Seguindo o alinhamento das normas brasileiras de preços de transferência (TP) ao padrão “arm’s length” pela Lei nº 14.596/23, o novo sistema de controle de operações entre partes relacionadas intragrupo traz tanto inovações como problemáticas da experiência internacional consigo. Um dos desafios impostos às multinacionais com operações cross-border consiste nas chamadas “opções realisticamante disponíveis” (ORD), conceito segundo o qual se exige um exercício hipotético de potenciais outras alternativas que estariam à disposição do contribuinte além da concreta transação que se efetivou.

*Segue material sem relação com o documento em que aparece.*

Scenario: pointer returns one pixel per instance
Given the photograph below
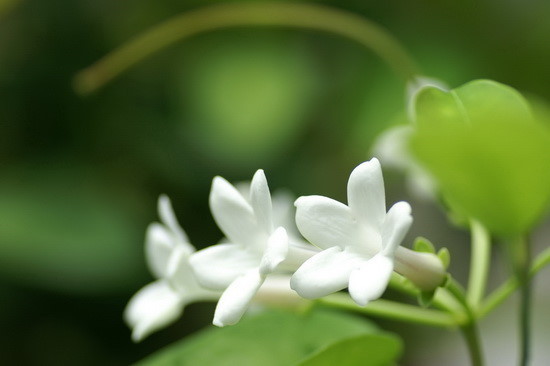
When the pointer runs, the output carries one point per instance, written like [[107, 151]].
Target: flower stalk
[[277, 14]]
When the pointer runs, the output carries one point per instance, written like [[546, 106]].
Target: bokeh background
[[80, 175]]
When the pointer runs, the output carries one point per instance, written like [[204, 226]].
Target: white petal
[[152, 308], [366, 196], [369, 281], [326, 223], [234, 215], [158, 247], [397, 223], [284, 212], [325, 273], [235, 300], [217, 266], [260, 198], [168, 217], [181, 277], [275, 252]]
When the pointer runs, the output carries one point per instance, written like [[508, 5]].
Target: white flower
[[361, 242], [255, 249], [167, 250], [391, 146]]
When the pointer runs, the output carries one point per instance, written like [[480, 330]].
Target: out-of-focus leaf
[[64, 230], [272, 338], [381, 349], [246, 99], [488, 154]]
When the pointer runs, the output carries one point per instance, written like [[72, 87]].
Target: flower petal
[[158, 248], [366, 196], [326, 223], [217, 266], [395, 227], [260, 199], [369, 281], [168, 218], [275, 252], [233, 214], [152, 308], [325, 273], [236, 298], [181, 277]]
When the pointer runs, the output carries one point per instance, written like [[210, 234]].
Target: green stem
[[441, 300], [471, 335], [479, 265], [393, 310], [279, 14], [504, 291], [522, 259], [469, 329]]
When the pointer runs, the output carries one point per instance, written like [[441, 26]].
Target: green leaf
[[487, 153], [423, 245], [367, 350], [272, 338]]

Isso porque, em um cenário entre partes independentes, as potenciais alternativas disponíveis seriam consideradas antes de se optar por uma determinada transação, de modo que a alternativa mais vantajosa seria escolhida pelas partes orientadas por um exclusivo racional econômico.

Por exemplo, em uma transação de mútuo intragrupo entre a controladora do grupo (mutuante) e sua subsidiária (mutuária), esse instituto demandaria analisar quais outras possibilidades a subsidiária poderia se valer para suprir a necessidade de capital, tais como ela mesmo emitir dívida e captar recursos no mercado de capitais ou, simplesmente, obter um empréstimo junto a uma parte não relacionada, como um banco. Além disso, o exercício se prolongaria para escrutinar não apenas a forma, mas também os detalhes da transação, de modo que as condições – prazo, taxa de juros e seu tipo, moeda, assunção de risco, entre outros – podem ser colocados à prova.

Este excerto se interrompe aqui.